シトウレイです、こんにちは! 今回は、今春のパリ・コレクションの会場周辺で見つけたトレンドと時代の流れをご紹介します。

 まず挙げられるのは女性像が変化したぞ、ということ! 流行は時代にふさわしい女性像を表しているとも言えますが、今シーズンは特にその視点がないと理解するのが難しいなと感じました。

 ここ数年、肌の露出がどんどん増えてショーツのファッション化まで到達。派手で過激な風潮に徐々に飽きがきて、今季は正反対の女性像が爆誕! つまり「中身の成熟度」をうかがわせる淑女や、有能なビジネスウーマン的な大人の女性像です。

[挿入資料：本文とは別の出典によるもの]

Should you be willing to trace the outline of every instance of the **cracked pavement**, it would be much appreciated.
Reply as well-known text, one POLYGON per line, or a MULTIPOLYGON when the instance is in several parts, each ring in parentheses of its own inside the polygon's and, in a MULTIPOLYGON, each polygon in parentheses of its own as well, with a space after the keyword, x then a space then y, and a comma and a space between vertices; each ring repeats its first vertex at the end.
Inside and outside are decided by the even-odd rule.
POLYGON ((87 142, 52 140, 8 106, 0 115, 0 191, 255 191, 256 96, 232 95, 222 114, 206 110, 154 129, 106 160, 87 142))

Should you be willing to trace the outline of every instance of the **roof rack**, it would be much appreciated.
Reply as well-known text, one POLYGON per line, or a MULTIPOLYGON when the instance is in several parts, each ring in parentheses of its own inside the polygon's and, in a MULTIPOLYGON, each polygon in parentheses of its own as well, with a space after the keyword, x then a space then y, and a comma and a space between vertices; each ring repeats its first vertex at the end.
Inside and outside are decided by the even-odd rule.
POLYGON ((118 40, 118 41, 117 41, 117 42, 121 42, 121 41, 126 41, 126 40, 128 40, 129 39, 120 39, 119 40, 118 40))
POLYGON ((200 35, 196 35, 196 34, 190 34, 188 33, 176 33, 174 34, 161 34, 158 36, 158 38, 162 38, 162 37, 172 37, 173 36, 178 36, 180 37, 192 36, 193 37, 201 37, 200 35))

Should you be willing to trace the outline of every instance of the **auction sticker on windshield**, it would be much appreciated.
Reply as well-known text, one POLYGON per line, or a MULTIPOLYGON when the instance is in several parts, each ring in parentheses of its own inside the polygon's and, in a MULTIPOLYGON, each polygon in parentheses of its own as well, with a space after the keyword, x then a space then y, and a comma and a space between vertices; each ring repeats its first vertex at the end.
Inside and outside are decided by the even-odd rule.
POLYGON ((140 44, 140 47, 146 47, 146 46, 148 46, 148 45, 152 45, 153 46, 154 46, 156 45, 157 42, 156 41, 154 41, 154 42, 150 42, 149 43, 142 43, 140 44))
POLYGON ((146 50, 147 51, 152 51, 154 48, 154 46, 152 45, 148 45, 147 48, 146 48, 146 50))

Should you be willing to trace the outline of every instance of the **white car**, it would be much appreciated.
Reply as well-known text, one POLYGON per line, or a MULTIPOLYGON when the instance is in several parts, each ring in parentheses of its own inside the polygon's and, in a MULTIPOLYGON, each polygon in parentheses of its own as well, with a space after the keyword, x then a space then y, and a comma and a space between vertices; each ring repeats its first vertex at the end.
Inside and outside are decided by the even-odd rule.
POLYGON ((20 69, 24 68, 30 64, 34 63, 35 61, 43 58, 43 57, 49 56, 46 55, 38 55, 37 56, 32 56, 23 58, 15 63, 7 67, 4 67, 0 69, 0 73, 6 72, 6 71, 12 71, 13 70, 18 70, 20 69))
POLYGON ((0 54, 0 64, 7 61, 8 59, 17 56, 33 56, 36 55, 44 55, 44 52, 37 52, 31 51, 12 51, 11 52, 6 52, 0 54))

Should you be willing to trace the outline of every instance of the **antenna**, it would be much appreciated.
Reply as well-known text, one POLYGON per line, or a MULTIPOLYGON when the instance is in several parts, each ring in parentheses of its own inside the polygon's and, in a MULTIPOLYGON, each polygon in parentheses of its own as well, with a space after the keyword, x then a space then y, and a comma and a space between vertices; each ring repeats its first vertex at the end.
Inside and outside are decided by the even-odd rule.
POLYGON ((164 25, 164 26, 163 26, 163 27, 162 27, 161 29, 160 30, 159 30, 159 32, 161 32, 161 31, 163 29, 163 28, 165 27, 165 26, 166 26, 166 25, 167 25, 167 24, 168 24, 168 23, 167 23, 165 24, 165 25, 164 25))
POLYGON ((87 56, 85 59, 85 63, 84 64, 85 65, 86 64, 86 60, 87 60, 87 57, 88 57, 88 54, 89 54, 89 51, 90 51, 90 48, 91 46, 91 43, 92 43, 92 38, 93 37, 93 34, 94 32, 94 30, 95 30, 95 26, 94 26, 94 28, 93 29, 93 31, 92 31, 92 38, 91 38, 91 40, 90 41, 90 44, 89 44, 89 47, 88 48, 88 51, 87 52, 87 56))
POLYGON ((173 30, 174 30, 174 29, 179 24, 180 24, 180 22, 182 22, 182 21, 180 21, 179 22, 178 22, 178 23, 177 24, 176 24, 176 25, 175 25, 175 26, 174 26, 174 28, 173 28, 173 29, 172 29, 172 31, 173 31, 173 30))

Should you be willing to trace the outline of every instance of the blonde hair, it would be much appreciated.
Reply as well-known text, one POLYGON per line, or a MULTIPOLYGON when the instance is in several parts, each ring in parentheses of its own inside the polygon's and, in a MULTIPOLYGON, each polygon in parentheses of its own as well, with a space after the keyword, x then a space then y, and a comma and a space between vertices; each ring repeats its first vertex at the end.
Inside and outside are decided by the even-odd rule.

 ただプラスアルファとして、抜け感か外し要素があります。例えばシャネルのツイードのセットアップだけどおなかがチラ見え、ビジネスウーマン風だけどシャツがしわくちゃ…などなど、「びしっとパーフェクト」をあえて崩しているんです。「完璧は目指すけど全部は無理、でもそれも人間味があってすてきだよね」という、今を生きる女性のステートメントです。

 視点を変えると、今の時代に一番大事な「寛容性」を表現しているとも私は感じています。流行から社会の課題が見えてくる。ファッションは社会を映す鏡、というのはそういうことですね!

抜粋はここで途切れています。